The SEC’s Enforcement Division alleges that Newport Beach, Calif.-based AirTouch Communications Inc., former president and CEO Hideyuki Kanakubo, and former CFO Jerome Kaiser orchestrated a fraudulent revenue recognition scheme that violated GAAP by recognizing revenue on the inventory, which was shipped to a Florida warehouse, but never sold. They are also accused of defrauding an investor from whom they secured a $2 million loan for the company based on misstatements and omissions associated with the shipments.
When AirTouch reported net revenues of a little more than $1.03 million in its quarterly report for the third quarter of 2012, it included approximately $1.24 million in inventory that had been shipped to a company in Florida that agreed to warehouse AirTouch’s products in anticipation of future sales. The Florida company had not purchased the inventory, and AirTouch had not sold the inventory to any of its customers.
“Kanakubo and Kaiser created a facade of sales activity in AirTouch’s quarterly report to falsely depict a healthy and growing company when in fact it was struggling without any positive revenue,” said Michele Layne, director of the SEC’s Los Angeles Regional Office. “They also deceptively obtained financing from an investor based on a similar false portrayal of the company’s sales activity.”

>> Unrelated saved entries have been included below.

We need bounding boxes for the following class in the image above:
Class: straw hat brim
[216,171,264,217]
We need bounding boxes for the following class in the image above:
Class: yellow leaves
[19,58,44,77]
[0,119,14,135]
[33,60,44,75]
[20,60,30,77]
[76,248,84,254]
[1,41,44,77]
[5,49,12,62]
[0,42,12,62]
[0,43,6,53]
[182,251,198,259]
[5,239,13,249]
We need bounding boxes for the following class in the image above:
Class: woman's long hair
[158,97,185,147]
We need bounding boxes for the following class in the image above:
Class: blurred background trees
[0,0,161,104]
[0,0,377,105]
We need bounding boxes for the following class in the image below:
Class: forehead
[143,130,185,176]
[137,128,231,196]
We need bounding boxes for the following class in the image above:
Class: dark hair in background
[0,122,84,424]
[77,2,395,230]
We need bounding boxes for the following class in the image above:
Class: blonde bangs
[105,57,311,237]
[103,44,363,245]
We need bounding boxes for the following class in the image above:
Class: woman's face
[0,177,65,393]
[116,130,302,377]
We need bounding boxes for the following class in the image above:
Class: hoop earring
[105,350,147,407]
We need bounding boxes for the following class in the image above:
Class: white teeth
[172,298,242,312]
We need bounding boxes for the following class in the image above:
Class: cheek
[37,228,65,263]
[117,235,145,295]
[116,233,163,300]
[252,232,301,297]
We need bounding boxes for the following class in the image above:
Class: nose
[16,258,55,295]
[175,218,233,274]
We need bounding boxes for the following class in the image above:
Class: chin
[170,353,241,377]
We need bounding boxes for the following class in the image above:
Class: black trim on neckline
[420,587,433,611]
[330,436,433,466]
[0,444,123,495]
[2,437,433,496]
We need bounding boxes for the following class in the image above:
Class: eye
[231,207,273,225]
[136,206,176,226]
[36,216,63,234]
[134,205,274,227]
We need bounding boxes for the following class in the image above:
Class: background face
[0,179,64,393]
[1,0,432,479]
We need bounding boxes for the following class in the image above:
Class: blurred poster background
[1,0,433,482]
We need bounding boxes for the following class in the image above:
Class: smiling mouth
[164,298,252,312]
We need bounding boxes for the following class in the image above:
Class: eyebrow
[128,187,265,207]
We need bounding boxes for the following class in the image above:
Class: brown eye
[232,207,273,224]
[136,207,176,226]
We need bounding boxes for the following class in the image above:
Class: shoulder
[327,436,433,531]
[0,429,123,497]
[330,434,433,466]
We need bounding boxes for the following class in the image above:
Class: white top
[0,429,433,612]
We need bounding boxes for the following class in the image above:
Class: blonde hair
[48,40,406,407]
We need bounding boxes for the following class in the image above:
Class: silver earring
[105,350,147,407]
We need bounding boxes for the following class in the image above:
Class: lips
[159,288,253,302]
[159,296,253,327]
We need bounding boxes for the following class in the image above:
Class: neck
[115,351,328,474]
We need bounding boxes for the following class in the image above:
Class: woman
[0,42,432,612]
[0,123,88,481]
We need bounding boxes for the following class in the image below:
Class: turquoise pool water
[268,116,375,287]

According to the SEC’s order instituting an administrative proceeding, AirTouch shipped approximately $1.24 million of inventory to the Florida company, and Kanakubo and Kaiser reported the shipped inventory as revenue on AirTouch’s Form 10-Q, despite not having received any payment or any commitment to purchase the equipment from the Florida company or any third party. They also signed certifications falsely attesting to the accuracy of the company’s financial results.

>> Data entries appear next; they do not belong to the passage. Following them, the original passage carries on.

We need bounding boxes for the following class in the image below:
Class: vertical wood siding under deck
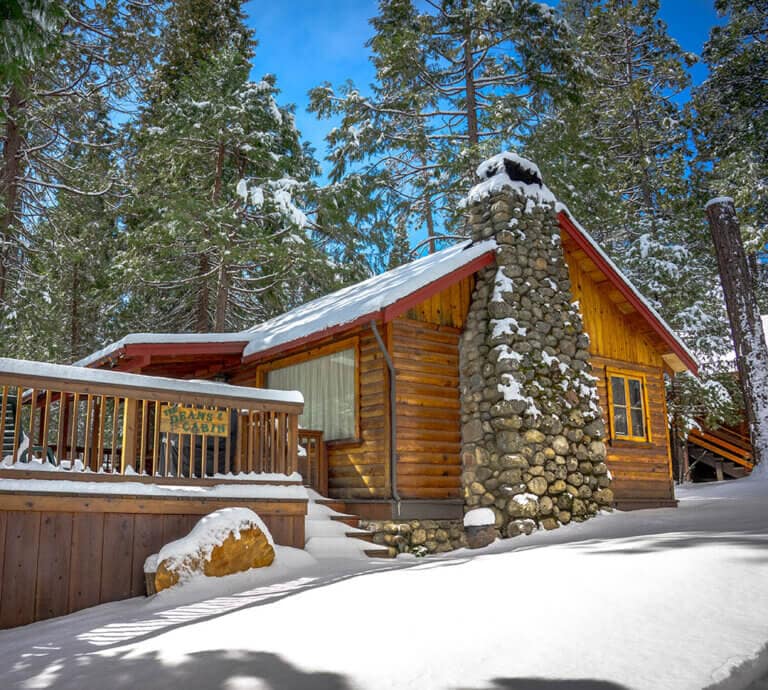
[0,501,305,629]
[564,239,676,503]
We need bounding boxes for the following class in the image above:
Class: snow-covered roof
[241,239,497,358]
[74,332,247,369]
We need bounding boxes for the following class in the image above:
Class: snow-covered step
[304,488,391,559]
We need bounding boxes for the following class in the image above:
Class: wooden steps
[688,427,753,481]
[311,496,393,558]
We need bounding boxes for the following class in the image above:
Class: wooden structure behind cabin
[79,208,697,517]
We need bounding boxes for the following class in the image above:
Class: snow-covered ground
[1,477,767,690]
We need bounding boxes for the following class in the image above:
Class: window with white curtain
[266,347,356,441]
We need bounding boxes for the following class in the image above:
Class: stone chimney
[460,152,612,539]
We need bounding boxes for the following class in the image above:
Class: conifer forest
[1,0,766,431]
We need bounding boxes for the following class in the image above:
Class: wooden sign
[159,405,229,437]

The SEC’s Enforcement Division further alleges that Kanakubo and Kaiser made false and misleading statements and omissions to an investor they solicited for a $2 million short-term bridge loan to the company in exchange for a promissory note and a warrant to purchase common stock. On Oct. 17, 2012, AirTouch received the loan of $2 million from the investor, and two days later Kanakubo approved a $15,000 bonus payment to Kaiser for his work on raising capital. The same day, Kanakubo authorized a $15,000 payment to himself in connection with unused vacation time.
According to the SEC’s order, Kanakubo, who lives in Irvine, Calif., and Kaiser, who lives in Chowchilla, Calif., withheld key information about the inventory shipments to the Florida entity from AirTouch’s board of directors and controller -- as well as its outside independent accountant.
The SEC’s order alleges that AirTouch, Kanakubo, and Kaiser violated the antifraud provisions of the federal securities laws, and asserts that Kaiser’s violations constituted willful conduct.